Derivative financial instruments

  • Автор темы DedeStoorsRot
  • Обновлено
  • 15, Jun 2020
  • #1
What are derivative financial instruments. A financial instrument can be any security that may in any way affect the price of goods or services or other securities.
The function of financial instruments is to profit from changes in prices within the market for the owner of this document.
In turn, such documents have their own characteristics.
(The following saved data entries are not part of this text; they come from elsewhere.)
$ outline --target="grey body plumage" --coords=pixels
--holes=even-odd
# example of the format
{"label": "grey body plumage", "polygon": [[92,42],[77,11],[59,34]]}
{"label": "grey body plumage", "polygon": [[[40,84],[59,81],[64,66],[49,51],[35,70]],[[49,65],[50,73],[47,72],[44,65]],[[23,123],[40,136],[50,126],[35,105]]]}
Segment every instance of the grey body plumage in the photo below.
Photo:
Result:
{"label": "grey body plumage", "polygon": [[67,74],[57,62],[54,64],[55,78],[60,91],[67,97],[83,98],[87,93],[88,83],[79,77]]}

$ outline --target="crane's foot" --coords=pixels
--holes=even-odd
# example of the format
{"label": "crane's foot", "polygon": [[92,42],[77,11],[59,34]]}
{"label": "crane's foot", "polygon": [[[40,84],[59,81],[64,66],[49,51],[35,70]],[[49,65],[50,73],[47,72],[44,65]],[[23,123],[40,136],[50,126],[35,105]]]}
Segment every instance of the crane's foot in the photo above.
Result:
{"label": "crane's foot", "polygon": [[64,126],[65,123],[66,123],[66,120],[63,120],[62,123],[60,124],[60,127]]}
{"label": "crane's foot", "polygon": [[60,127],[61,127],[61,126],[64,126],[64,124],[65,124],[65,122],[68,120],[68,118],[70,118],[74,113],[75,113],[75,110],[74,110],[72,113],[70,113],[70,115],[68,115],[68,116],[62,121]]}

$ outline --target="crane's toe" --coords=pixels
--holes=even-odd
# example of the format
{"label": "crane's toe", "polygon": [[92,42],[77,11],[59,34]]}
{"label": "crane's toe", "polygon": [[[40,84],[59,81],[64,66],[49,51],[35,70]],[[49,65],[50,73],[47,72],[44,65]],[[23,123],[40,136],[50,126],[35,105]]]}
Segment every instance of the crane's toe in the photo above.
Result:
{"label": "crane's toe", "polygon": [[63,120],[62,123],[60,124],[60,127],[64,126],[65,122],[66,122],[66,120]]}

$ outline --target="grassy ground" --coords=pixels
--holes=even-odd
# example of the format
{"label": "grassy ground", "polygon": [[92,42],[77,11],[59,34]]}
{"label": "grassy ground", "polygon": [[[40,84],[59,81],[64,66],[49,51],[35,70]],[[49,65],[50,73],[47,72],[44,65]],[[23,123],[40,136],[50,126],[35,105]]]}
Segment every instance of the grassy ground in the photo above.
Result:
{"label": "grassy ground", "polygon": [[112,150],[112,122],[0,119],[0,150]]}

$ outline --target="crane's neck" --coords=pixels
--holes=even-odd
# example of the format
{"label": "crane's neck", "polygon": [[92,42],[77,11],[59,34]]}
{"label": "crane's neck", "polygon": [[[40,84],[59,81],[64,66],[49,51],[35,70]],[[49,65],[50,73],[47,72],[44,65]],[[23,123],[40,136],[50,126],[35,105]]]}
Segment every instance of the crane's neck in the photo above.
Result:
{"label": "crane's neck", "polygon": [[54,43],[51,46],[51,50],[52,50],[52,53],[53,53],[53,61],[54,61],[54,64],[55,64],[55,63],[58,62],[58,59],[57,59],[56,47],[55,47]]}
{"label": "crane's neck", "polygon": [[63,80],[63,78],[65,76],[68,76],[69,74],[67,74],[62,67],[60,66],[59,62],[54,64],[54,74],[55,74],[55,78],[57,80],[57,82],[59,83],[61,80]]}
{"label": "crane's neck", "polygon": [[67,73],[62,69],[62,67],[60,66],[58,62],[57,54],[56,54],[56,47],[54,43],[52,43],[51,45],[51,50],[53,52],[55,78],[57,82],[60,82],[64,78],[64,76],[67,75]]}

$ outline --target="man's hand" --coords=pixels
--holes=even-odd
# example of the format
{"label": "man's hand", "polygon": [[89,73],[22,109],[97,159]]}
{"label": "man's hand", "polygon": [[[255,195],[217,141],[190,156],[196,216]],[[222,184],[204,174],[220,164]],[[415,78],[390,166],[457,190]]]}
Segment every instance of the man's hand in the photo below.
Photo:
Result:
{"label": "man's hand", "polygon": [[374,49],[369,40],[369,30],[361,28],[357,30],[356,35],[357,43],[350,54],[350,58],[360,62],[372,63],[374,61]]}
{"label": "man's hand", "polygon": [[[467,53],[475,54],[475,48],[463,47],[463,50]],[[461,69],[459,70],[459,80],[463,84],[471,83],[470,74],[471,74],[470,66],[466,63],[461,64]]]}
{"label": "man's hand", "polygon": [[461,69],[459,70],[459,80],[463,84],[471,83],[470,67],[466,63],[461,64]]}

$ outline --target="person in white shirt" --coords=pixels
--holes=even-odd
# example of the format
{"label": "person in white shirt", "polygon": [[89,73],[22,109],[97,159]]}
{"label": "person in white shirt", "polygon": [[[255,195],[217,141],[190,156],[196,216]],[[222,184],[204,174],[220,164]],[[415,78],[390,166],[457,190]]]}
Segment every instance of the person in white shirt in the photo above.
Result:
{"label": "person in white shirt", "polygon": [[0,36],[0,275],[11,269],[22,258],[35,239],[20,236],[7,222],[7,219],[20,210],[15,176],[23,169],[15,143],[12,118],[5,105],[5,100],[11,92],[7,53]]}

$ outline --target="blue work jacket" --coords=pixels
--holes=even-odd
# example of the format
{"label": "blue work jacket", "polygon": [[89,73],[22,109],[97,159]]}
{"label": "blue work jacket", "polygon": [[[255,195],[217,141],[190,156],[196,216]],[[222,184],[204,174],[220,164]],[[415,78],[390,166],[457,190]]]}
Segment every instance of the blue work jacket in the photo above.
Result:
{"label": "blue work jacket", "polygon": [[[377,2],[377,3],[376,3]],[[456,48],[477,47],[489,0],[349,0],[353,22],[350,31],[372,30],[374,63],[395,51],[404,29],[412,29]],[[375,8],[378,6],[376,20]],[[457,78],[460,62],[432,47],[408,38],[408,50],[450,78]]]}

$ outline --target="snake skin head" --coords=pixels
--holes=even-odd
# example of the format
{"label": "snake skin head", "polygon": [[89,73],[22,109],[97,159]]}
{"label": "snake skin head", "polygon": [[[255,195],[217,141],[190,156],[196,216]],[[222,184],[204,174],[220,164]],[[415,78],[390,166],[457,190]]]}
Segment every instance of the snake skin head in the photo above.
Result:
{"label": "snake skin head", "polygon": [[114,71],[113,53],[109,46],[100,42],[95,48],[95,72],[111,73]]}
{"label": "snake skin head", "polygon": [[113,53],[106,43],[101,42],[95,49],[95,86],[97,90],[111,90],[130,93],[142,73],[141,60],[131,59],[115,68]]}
Firstly, the price directly depends on the price of the asset, i.e. another security.
Secondly, like other securities may be the subject of further sale.
Thirdly, the time limit, such contracts can be active from several hours to a year.
Such contracts are practiced in the derivatives market and, accordingly, are just starting to develop.
They were born among farmers who entered into transactions for future products, then such agreements were signed among partners in the oil and metallurgical industries, etc.
Now they are actively used both on the exchange and outside it.
Initially, derivative securities performed exclusively the function of insurance, but over time they became an active profitable product.
In the process of economic development, derivative securities were improved and divided into types, according to the timing of execution, volume and quality of supply, and each of the types received the corresponding name.
Currently, such contracts are called derivatives and are divided into futures, forwards and options. Of course, this is not an exact division and there are many other types, such as swaps, convertible bonds, etc.